Shot putter Christian Cantwell speaks to reporters during a news...

Shot putter Christian Cantwell speaks to reporters during a news conference in advance of the 103rd Millrose Games. (January 28, 2010) Credit: AP

Make way. For all the running and jumping action scheduled Friday night in the 103rd Millrose Games at Madison Square Garden, featuring a few dozen Olympic medalists and world champions, there is nothing that elbows everyone else out of the way quite like the shot put competition.

That is partly due to the impressive field of shot putters - three of the four competitors have been world champions and the fourth is reigning U.S. indoor champ - and mostly because of the event itself: Mountain men heaving cannon balls across a crowded room.

It doesn't take much imagination to picture the damage that a fellow such as Christian Cantwell - 6-5 and 300 pounds - can do by hurling a 16-pound object more than 70 feet. "In the U.S.," he noted, "they make us use a ball that is a little different, covered in plastic.
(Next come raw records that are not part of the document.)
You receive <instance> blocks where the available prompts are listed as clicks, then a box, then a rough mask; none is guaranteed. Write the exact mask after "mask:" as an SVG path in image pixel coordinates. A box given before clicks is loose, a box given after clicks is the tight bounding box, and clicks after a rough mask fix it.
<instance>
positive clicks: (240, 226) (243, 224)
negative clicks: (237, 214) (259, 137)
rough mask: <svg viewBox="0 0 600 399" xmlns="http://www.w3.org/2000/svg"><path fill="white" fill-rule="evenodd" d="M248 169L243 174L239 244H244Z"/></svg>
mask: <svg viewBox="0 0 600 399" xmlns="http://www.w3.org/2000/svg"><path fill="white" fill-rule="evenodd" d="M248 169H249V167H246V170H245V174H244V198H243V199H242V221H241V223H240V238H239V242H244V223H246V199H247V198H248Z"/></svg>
Everywhere else, we throw a steel ball inside. But whether it's this one going 70 feet, or the other one, it's going to do some damage."

Howard Schmertz, emeritus director of the Millrose Games, remembered how Garden officials in the 1980s declared there would be no more shot put competition after one thrower put a hole on the outside edge of the sprint straightaway. The shot put was moved to Manhattan College (where the weight throw, indoor version of the hammer throw, still is contested) for years but returned five years ago.
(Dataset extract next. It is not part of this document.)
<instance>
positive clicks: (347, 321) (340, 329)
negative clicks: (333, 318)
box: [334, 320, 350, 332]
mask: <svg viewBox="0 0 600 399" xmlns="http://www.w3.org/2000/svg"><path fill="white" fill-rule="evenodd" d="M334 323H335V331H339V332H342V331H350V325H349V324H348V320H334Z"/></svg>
So, not quite three hours after the first Millrose running event at 4 p.m., approximately halfway to the Wanamaker Mile at 9:50, a space will be cleared for the big guys. Cantwell, the 2009 world outdoor champion; '05 world titlist Adam Nelson and former world indoor gold medalist Reese Hoffa promise their usual adrenaline-fueled performance.

"It's a mixture of strong-man, sprinters and showmanship," Cantwell said. "If we do it right, it comes off pretty well. The crowd can tell, without really knowing how far we're throwing, if it's a good throw by how we react."
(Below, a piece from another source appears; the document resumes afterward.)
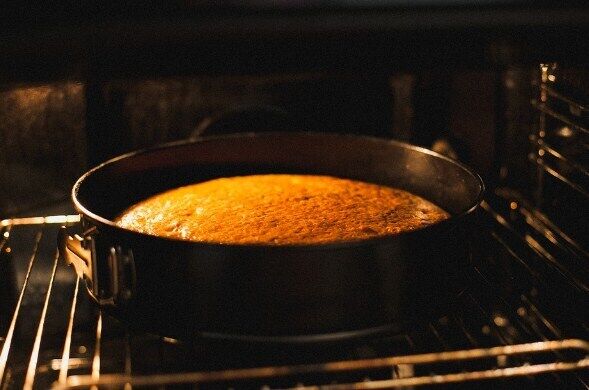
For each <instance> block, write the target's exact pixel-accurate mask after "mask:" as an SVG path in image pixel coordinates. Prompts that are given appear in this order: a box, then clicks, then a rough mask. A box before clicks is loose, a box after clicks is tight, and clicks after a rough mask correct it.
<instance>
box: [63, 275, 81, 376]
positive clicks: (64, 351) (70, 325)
mask: <svg viewBox="0 0 589 390" xmlns="http://www.w3.org/2000/svg"><path fill="white" fill-rule="evenodd" d="M79 289H80V278H76V285H75V287H74V296H73V298H72V305H71V309H70V315H69V319H68V325H67V331H66V335H65V342H64V345H63V354H62V355H61V362H60V368H59V379H58V380H59V382H60V383H65V381H66V379H67V373H68V369H69V364H70V350H71V345H72V332H73V329H74V316H75V315H76V304H77V302H78V291H79Z"/></svg>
Plus, there is the lurking danger. At the University of Missouri, where the 29-year-old Cantwell competed as a collegian, there are wooden boards framing the indoor shot area that he regularly splinters with good throws. At the 2001 national championship meet in Eugene, Ore., he accidentally hit a shot put official in the neck with a warm-up throw.

That turned out happily enough, especially with the victim's full recovery and the fact that the incident came up as an answer in Trivial Pursuit. But it did ruin Cantwell's ability to compete well in that meet.

"The next year the guy came up to me with a plaque he had made of the Trivial Pursuit card. But one thing I always tell the kids in practice," said Cantwell, "is to keep your heads up."